SEOUL (Reuters) - A U.S. nuclear envoy was scheduled to go to Beijing on Sunday for international talks that will likely be the Bush administration’s last chance to move forward a sputtering disarmament-for-aid deal with destitute North Korea.
Five regional powers will begin deliberations with North Korea from Monday to try to have the isolated state accept a system to verify claims it made about its nuclear arms program in exchange for much needed aid and better diplomatic standing.
“I am not very optimistic,” South Korean nuclear envoy Kim Sook told local media before heading to Beijing.
Analysts do not expect North Korea to make any serious moves until President-elect Barack Obama takes office in January.
They say the only way there will be major progress in Beijing is if U.S. envoy Christopher Hill offers significant last-minute concessions such as agreeing to a flexible verification system where secretive Pyongyang can prohibit inspectors from looking into parts of its nuclear program it wants to keep in the dark.
“The North is expected to focus on getting as much energy and economic aid as possible under the principle of ‘action for action’,” said Paik Hak-soon, the director at the Center for North Korean studies at the South’s Sejong Institute.
Conservatives in Washington have criticized Hill for being too flexible with North Korea and not obtaining detailed information about its suspected program to enrich uranium for weapons or proliferating technology to countries such as Syria.

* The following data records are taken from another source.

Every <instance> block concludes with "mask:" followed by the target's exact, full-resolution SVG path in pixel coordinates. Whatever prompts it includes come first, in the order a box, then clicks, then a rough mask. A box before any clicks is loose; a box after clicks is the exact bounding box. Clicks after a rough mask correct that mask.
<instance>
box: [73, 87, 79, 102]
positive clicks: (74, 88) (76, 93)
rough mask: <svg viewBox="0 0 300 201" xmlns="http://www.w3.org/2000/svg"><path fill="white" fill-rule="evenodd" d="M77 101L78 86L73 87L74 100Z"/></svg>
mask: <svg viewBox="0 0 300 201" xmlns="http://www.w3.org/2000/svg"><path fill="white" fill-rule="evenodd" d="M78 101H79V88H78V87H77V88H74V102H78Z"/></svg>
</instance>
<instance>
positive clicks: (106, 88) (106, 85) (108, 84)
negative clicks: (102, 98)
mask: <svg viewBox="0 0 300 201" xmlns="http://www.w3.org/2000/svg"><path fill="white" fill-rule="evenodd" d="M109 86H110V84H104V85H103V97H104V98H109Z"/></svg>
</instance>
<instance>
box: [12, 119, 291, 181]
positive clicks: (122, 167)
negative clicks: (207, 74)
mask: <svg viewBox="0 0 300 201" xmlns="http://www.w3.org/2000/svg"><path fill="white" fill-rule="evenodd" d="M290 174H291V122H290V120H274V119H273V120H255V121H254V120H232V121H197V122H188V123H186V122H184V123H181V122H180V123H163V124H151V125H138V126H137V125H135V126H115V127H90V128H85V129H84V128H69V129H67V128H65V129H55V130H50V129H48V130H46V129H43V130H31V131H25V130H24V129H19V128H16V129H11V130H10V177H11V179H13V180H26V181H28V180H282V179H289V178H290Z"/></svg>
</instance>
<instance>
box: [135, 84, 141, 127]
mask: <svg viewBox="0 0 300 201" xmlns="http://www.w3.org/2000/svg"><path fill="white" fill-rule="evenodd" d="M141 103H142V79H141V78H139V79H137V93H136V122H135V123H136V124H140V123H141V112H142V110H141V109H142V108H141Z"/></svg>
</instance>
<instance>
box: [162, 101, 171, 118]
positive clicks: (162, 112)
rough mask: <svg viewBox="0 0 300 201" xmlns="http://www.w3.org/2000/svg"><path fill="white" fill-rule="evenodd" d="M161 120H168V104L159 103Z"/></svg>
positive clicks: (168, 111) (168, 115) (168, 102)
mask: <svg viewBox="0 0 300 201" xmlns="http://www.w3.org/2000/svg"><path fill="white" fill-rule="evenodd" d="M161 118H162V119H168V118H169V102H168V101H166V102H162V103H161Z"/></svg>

The most recent snag for the often-delayed nuclear dealings has been the North’s reluctance to allow international inspectors to take nuclear samples out of the country for testing.
Washington maintains Pyongyang is obliged to allow such tests. U.S. officials say North Korea has produced about 50 kgs (110 lbs) of plutonium --- enough for about six to eight nuclear bombs.
The impoverished state has spent the best part of two decades goading U.S. presidents and regional powers into handing over billions of dollars to curtail, but never actually end, its nuclear weapons program, considered one of Asia’s biggest security threats.
Obama has mostly supported President George W. Bush’s North Korea diplomacy. The one thing Obama appears willing to consider, and which analysts say North Korean leader Kim Jong-il dearly prizes, is the first direct talks with a U.S. president.
The prickly North has largely cut ties with what once was a major aid donor in South Korea in anger at the tough policies of its conservative president, who took office in February.
In the meantime, it has won concessions in the nuclear talks that benefit its economy.
On Saturday, it said it would ignore Japan at the nuclear talks, further aggravating ties already damaged over issues related to North Korean agents’ kidnappings of Japanese nationals decades ago.
Japan has said it will not join China, Russia, South Korea and the United States in providing aid to North Korea unless the matter of its abductees has been solved, prompting Pyongyang to say Japan should be removed from the six-country talks.